Much has been written about the how millennials today are slower to marry and buy homes than young people of the same age in previous generations, but they are not alone. Their Gen X elders have also fallen behind in the markers for economic maturity.
According to a new report from the Employee Benefit Research Institute (EBRI), Gen X households — called the “sandwich generation” because they’re caught between paying for college, caring for their parents and saving for their own retirement — are also less likely to own a home than prior generations of the same age, 40 to 51.
Slightly more than 65% of families headed by a Gen Xer owned their home in 2016, down from just over 75% and nearly 72% in 2004 and 1992, respectively, according to EBRI.
Similar differences were seen for the percentages of Gen-X-led families having any type of retirement plan: 67% in 2016 versus roughly 72% and 73% in 2004 and 1992.
Gen-X-led families in 2016 also had higher debt-to-asset ratios — 34% in 2016 compared with 30% and 22% in 2004 and 1992, respectively, and, most important, a lower median family net worth: $103,130 versus roughly $152,000 and $108,000 in 2004 and 1992, respectively, in 2016 dollars.

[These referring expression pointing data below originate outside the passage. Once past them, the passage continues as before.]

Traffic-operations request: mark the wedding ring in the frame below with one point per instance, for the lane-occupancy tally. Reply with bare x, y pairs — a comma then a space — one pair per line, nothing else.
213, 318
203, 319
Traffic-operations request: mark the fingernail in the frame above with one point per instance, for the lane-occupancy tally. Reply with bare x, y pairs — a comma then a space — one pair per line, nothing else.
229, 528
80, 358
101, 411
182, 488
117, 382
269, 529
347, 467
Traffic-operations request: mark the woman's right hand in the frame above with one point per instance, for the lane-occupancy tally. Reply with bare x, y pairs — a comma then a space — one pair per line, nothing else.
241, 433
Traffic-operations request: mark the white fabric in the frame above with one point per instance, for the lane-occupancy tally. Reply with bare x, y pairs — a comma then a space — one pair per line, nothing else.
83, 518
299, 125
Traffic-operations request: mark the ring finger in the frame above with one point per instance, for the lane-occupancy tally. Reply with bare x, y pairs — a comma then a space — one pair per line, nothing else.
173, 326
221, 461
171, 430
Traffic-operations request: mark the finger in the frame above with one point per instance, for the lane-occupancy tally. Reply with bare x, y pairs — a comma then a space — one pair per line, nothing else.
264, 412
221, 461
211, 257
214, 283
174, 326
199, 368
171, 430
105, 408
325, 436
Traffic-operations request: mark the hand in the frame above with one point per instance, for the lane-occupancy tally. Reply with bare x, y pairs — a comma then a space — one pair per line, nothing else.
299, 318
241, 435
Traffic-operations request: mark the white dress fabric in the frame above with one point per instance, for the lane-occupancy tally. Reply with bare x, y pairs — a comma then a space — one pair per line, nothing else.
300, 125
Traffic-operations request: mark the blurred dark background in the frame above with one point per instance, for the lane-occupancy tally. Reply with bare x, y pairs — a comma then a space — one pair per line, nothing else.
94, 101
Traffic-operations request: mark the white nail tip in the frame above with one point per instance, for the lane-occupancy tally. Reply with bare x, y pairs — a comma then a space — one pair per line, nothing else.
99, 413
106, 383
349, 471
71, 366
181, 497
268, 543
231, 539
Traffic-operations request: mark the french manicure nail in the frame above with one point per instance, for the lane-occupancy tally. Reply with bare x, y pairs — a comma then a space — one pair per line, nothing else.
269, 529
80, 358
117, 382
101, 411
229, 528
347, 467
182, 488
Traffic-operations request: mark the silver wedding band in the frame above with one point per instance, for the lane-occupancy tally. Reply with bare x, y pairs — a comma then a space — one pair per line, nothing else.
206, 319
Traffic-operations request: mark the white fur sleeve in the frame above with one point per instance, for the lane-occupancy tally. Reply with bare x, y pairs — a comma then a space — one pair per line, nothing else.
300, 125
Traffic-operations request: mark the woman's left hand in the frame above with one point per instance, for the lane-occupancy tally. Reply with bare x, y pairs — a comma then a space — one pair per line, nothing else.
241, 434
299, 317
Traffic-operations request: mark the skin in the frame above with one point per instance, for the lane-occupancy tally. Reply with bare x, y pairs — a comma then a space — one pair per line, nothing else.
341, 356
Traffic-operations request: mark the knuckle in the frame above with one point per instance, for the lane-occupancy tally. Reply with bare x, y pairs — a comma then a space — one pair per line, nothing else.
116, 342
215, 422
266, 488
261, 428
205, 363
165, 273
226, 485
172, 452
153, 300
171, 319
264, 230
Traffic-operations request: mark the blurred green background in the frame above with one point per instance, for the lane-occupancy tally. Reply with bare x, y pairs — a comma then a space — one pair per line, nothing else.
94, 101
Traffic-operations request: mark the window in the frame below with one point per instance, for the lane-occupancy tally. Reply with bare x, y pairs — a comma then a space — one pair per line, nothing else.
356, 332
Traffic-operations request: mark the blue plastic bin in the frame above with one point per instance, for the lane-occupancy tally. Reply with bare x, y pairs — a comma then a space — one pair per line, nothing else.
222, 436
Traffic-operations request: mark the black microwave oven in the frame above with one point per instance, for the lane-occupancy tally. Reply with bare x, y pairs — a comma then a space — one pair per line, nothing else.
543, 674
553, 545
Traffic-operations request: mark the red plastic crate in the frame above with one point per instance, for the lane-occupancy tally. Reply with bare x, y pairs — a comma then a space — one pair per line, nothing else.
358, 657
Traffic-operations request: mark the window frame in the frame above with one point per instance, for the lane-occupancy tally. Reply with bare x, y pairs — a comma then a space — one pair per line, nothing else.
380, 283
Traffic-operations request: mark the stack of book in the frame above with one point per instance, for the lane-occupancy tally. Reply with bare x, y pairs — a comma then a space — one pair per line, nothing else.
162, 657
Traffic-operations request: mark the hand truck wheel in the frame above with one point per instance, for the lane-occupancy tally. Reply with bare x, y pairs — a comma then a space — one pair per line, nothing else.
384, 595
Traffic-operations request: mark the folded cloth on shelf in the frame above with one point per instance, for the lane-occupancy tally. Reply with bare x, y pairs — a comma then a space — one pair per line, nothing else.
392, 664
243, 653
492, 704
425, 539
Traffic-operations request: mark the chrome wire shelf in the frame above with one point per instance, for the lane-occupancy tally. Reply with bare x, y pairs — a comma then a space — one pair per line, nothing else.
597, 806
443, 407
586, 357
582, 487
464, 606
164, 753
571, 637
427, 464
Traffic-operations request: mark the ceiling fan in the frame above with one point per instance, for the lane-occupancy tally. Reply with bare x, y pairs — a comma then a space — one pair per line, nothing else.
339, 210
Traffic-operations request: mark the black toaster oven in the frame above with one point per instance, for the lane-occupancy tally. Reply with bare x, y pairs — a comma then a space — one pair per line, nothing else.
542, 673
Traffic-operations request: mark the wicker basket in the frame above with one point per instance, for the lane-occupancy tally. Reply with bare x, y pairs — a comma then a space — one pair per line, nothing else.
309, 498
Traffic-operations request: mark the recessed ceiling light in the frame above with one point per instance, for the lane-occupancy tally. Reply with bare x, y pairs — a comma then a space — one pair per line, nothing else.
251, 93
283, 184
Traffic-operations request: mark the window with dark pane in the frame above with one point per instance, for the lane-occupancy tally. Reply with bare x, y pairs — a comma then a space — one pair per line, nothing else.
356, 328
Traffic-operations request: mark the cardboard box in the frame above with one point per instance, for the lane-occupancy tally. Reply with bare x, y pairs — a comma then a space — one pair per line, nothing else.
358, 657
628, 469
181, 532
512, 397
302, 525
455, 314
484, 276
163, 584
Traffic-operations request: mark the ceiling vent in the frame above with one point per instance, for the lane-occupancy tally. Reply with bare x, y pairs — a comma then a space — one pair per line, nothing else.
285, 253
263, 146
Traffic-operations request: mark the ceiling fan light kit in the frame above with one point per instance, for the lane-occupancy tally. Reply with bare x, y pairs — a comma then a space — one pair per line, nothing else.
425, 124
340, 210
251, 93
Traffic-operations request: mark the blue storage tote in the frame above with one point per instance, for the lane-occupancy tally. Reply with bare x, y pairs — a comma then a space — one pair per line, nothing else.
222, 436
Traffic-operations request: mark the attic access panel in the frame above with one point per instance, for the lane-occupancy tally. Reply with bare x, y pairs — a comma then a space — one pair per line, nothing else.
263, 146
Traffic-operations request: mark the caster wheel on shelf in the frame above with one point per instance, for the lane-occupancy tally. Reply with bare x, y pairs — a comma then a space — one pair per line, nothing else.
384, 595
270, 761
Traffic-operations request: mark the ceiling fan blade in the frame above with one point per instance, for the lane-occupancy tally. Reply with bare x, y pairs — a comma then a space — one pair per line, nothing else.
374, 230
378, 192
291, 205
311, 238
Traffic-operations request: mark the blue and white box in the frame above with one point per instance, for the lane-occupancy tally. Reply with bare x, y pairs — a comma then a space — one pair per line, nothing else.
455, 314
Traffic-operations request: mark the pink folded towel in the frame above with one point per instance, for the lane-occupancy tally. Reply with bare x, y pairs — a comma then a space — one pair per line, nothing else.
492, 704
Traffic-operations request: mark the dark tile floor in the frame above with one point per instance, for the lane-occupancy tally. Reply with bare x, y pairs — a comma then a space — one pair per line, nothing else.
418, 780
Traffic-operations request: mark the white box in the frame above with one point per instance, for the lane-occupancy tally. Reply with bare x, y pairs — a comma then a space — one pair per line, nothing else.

Not surprisingly, the percentages of families owning homes or having any type of retirement plan were greatest for those families with incomes in the highest quartile and lowest for those with incomes in the lowest quartile.
The poorest Gen Xers by income were the driving force for the overall weaker financial indicators of Gen X families, though the debt-to-asset level was greatest for those families with incomes in the second lowest quartile rather than the lowest — over 40% for 2004 and 2016, according to EBRI. Families with minority heads of household and without bachelor’s degrees also fared worse, after 2004.

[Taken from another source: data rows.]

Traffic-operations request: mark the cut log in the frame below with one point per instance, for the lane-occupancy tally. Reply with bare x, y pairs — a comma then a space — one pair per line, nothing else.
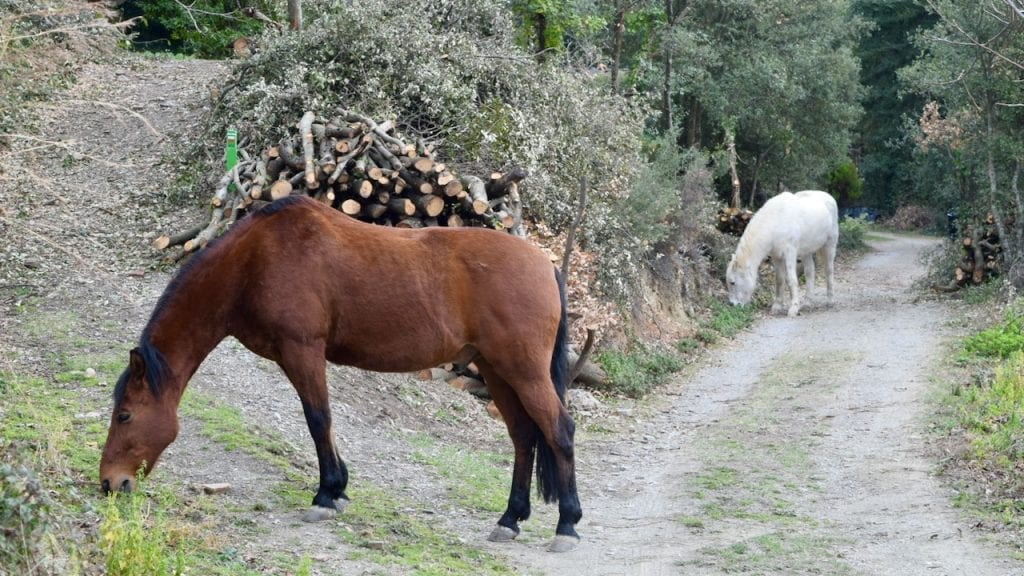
476, 201
165, 241
281, 189
351, 207
401, 206
588, 373
416, 182
500, 183
429, 205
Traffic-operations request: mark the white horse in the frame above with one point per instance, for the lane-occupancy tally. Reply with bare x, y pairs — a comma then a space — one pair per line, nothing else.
786, 228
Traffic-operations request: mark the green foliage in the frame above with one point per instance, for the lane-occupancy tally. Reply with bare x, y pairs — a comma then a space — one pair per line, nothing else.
1001, 340
886, 157
476, 480
137, 539
845, 183
991, 417
201, 28
727, 320
968, 139
638, 372
781, 74
486, 101
852, 233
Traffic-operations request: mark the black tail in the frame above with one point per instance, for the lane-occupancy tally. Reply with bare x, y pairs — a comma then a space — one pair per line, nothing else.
547, 470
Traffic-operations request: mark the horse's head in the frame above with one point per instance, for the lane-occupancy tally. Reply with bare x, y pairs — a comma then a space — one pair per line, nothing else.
144, 421
741, 281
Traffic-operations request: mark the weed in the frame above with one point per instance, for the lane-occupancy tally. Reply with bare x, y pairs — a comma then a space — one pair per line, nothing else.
635, 374
385, 535
25, 516
728, 320
478, 480
852, 233
137, 539
999, 340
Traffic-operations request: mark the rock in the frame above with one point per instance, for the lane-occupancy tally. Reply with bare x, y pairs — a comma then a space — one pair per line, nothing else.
217, 488
583, 401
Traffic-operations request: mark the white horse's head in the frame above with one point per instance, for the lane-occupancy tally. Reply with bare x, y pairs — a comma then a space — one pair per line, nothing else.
741, 281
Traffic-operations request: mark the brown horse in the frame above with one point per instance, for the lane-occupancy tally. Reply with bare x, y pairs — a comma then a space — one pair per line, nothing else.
292, 283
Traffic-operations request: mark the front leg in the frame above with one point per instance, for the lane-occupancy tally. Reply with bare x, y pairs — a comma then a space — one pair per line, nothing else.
809, 274
330, 498
306, 368
794, 281
779, 302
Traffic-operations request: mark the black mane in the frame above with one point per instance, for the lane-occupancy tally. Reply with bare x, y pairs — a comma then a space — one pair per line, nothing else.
157, 371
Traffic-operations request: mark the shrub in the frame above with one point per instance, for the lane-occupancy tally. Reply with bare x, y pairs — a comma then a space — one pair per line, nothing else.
1000, 340
845, 183
202, 29
912, 217
136, 540
25, 518
636, 373
486, 100
851, 234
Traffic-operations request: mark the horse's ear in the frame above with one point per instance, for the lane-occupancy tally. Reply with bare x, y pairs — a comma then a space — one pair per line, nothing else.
136, 365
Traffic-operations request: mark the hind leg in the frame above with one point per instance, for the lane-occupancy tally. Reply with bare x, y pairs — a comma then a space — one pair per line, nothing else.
809, 274
524, 437
544, 422
778, 304
794, 282
306, 369
828, 255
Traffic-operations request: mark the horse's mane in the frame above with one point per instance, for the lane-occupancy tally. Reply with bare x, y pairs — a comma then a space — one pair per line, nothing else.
748, 246
157, 370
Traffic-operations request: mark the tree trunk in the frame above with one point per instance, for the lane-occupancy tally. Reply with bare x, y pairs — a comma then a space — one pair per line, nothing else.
619, 29
295, 14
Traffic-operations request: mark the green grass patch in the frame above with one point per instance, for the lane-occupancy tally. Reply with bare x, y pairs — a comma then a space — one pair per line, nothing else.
776, 552
138, 539
757, 464
998, 341
227, 426
637, 372
414, 544
727, 320
476, 480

The one area where today’s Gen-X-led families appear to be better offer than their cohorts in previous generations was in individual retirement plans — defined contribution plans and IRA accounts. Just over 60% of Gen-X-led families owned an individual retirement plan in 2016, up from almost 59% in 2004 and 51.5% in 1992.
Also, their median balances in these plans in 2016 were far greater than those in 2004 (just over $43,000) and 1992 (nearly $27,500), in constant 2016 dollars.
The report concludes with the challenge facing Gen Xers: They are “closing in on retirement at a time when they are facing many financial challenges” despite the fact that they are the first generation to have access to defined contribution plans in the private sector for the entirety of their careers. Building up assets in those retirement plans “could be affecting other aspects of their finances,” according to the report. “How this generation uses its remaining years of working will tell the tale of their financial success in retirement.”